Perkins, Laura Lee

A cropped headshot of a white woman with black hair and heavy makeup, wearing dangly earrings


Born: 1939

Died: 2018

Laura Lee Perkins was born Alice Faye Perkins, and she grew up in a coal mining town about fifty miles outside of Charleston, West Virginia. Perkins learned to play the guitar and sing at home, and her family was gifted a piano when she was a child. She never took lessons, but taught herself to play proficiently.
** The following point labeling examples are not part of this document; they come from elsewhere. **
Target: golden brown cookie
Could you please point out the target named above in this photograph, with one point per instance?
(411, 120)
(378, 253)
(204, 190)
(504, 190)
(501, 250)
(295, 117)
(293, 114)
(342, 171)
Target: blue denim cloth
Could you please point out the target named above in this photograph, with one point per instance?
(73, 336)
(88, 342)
When she graduated from high school in 1957, she decided to move to Cleveland, Ohio, where she had heard there were a lot of factories where she might get a job. She was overwhelmed by the big city and moved to the nearby town of Elyria. She got a job as a waitress, and while out driving with friends she met at the diner where she worked, happened to meet local disc jockey Jeff Baxter. Baxter was playing a lot of rock and roll records at the time on WEOL. When he heard her play the piano, he made some demo tapes and sent them to fellow disc jockey Bill Randle—who was well connected in the industry and known for helping to break new rock and roll artists. Randle helped Perkins to secure an opportunity to record for Imperial records in California, all expenses paid.
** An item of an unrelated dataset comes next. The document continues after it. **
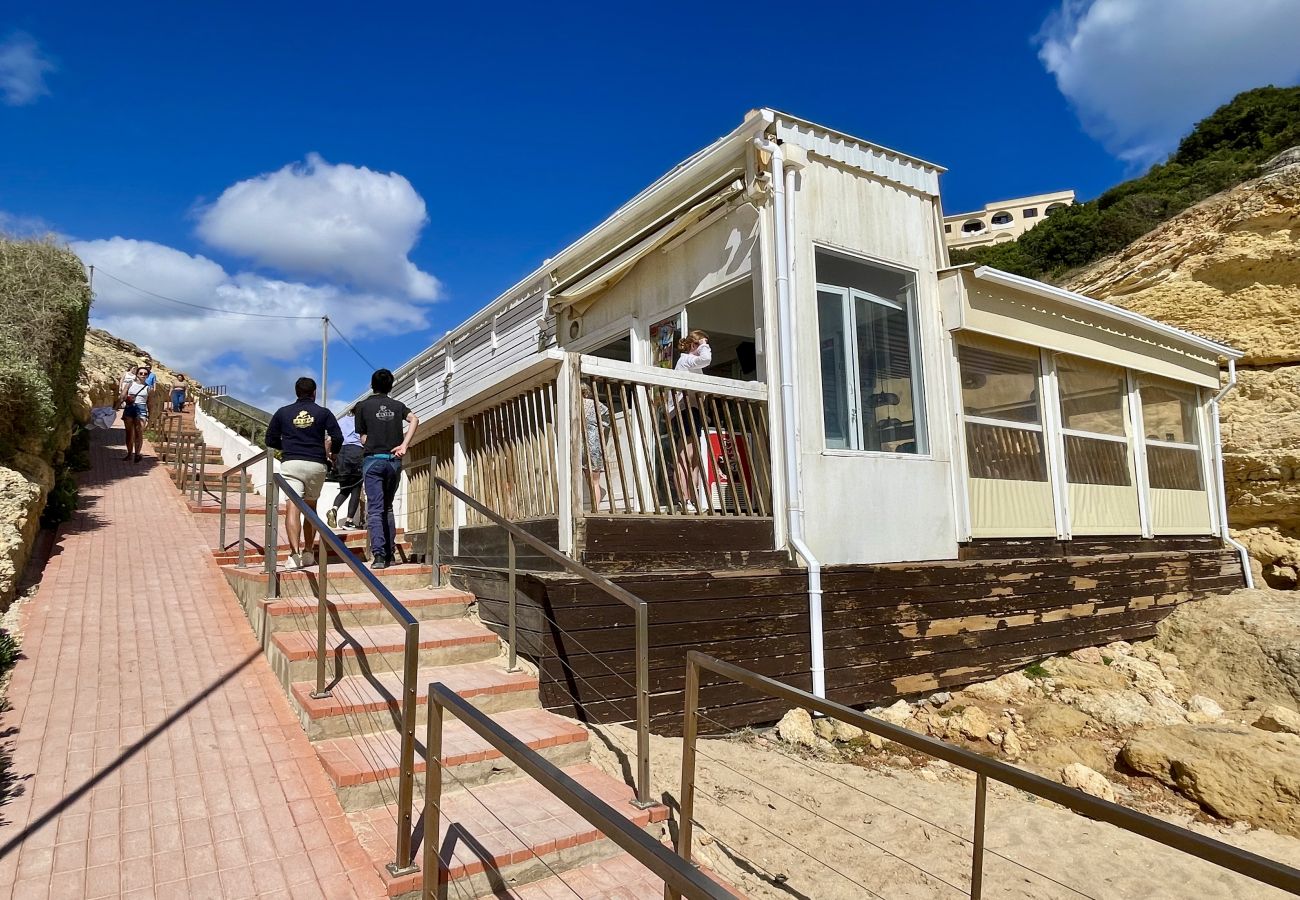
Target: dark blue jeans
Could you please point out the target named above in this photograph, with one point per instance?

Perkins cut several sides there, where she was backed by the same band that accompanied Ricky Nelson (she was thrilled that she also got to meet Nelson). The label did some publicity for her—though they appeared to have listed her under several different stage names—and apparently tried to bill her as the “female Jerry Lee Lewis” because of her skill at the piano. Perkins returned to Cleveland, where she had difficulty promoting her recordings. She recalls that being single and working as a waitress, she couldn’t muster the payola required to break through in some markets. She would play record hops where she would lip sync to her Imperial sides. Some of the other acts at the hops she played included Connie Francis, the Everly Brothers, and Fabian.

Later, she relocated to Detroit, where her aunt took an interest in a career—even marching into radio stations and identifying herself as Perkins’s “press agent.” Perkins played a lot in the Detroit area and also toured with a band called Tony Thomas and the Tartans. She paused her music career when she married at age 23, but never quit entirely: she would still go out singing whenever she got the opportunity, and she wrote advertising jingles in the 1980s. She also made an album later in life entitled I’m Back and Here We Go: Laura Lee Perkins, Rockabilly Legend. She died in 2018.

“Kiss Me Baby” / “I Just Don’t Like This Kind of Livin’.” Imperial X5493 (1958).

“Don’t Wait Up” / “Oh La Baby.” Imperial X5507 (1958).

Craig “Bones” Maki, “Laura Lee Perkins Isn’t Lost!” Blue Suede News 70 (Spring 2005), 19–22.

Interview with the author, 1 November 2011.